Lucina von der Heyde hat in ihrer Karriere schon viel erlebt: 105 Länderspiele für die argentinische Nationalmannschaft, neun Tore, Einsätze auf der Olympia- und WM-Bühne. Dieser Tage spielt die 29-Jährige ihre zweite Weltmeisterschaft, am Montag steht das zweite Vorrundenspiel an. Der Gegner: Argentinien.

Das mag wirken wie ein Schreibfehler, hat aber tatsächlich seine Richtigkeit – seit März nämlich darf von der Heyde für Deutschland ran, beim Turnier in Belgien und den Niederlanden greift sie mit dem DHB-Team nach der ersten Medaille seit 1998. „Sie ist eine sehr starke Spielerin, ihr Ehrgeiz und ihre Erfahrung tun uns sehr gut“, sagt Bundestrainerin Janneke Schopman, und das soll eben auch am Montag (17.00 Uhr/alle Spiele kostenlos bei MagentaTV) in Wavre so sein, gegen die alte Heimat.

Lucina von der Heyde spielte einst für Argentinien, wechselte nun aber nach Deutschland
Lucina von der Heyde spielte einst für Argentinien, wechselte nun aber nach DeutschlandLucina von der Heyde spielte einst für Argentinien, wechselte nun aber nach Deutschland© IMAGO/Axel Kaste

Von der Heyde wechselt zu Deutschland

Was der neuen Mittelfeld-Antreiberin diesen seltenen „Transfer“ im Nationaltrikot ermöglichte?
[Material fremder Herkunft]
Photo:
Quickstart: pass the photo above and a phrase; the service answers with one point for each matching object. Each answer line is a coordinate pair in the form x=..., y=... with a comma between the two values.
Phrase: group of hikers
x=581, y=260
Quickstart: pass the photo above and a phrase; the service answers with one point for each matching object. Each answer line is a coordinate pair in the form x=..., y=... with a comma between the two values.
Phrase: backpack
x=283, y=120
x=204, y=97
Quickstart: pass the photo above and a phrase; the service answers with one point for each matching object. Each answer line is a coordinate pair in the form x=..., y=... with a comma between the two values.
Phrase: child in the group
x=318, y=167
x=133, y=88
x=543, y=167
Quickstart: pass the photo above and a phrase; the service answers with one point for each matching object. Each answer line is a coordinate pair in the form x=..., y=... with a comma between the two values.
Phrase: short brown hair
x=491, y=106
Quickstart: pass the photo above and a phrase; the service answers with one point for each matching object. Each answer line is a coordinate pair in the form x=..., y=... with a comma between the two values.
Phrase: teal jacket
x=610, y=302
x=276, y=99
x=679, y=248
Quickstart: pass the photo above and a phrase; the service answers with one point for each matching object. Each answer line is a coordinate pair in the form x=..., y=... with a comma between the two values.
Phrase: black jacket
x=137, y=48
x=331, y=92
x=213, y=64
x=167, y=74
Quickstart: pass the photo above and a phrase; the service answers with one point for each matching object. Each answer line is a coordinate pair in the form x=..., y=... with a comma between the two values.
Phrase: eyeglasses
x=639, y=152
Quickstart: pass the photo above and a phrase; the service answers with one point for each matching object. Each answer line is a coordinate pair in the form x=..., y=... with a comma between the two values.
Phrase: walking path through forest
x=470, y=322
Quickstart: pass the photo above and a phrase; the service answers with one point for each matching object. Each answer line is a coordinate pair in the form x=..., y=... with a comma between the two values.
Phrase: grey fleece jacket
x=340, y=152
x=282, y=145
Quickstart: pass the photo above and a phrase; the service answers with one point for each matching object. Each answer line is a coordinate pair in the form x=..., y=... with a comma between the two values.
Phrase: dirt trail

Drei Jahre ohne Spiel für Argentinien und der Erwerb der deutschen Staatsbürgerschaft. Seit 2018 spielt und lebt von der Heyde in Mannheim, sie spricht gut Deutsch und bestand schließlich den Einbürgerungstest.

„Sie ist jetzt 100 Prozent Deutsche“, sagt auch Schopman, „wenn sie dabei ist, will sie immer gewinnen.“ Im Januar hatte der Weltverband FIH sein Go gegeben, von der Heyde zeigte sich „sehr dankbar für die Möglichkeit“ – und bereitete sich dann mit dem deutschen Team auf die WM vor. Der Start am Samstag gelang den deutschen Frauen, gegen Außenseiter Schottland gab es ein hochverdientes 3:0.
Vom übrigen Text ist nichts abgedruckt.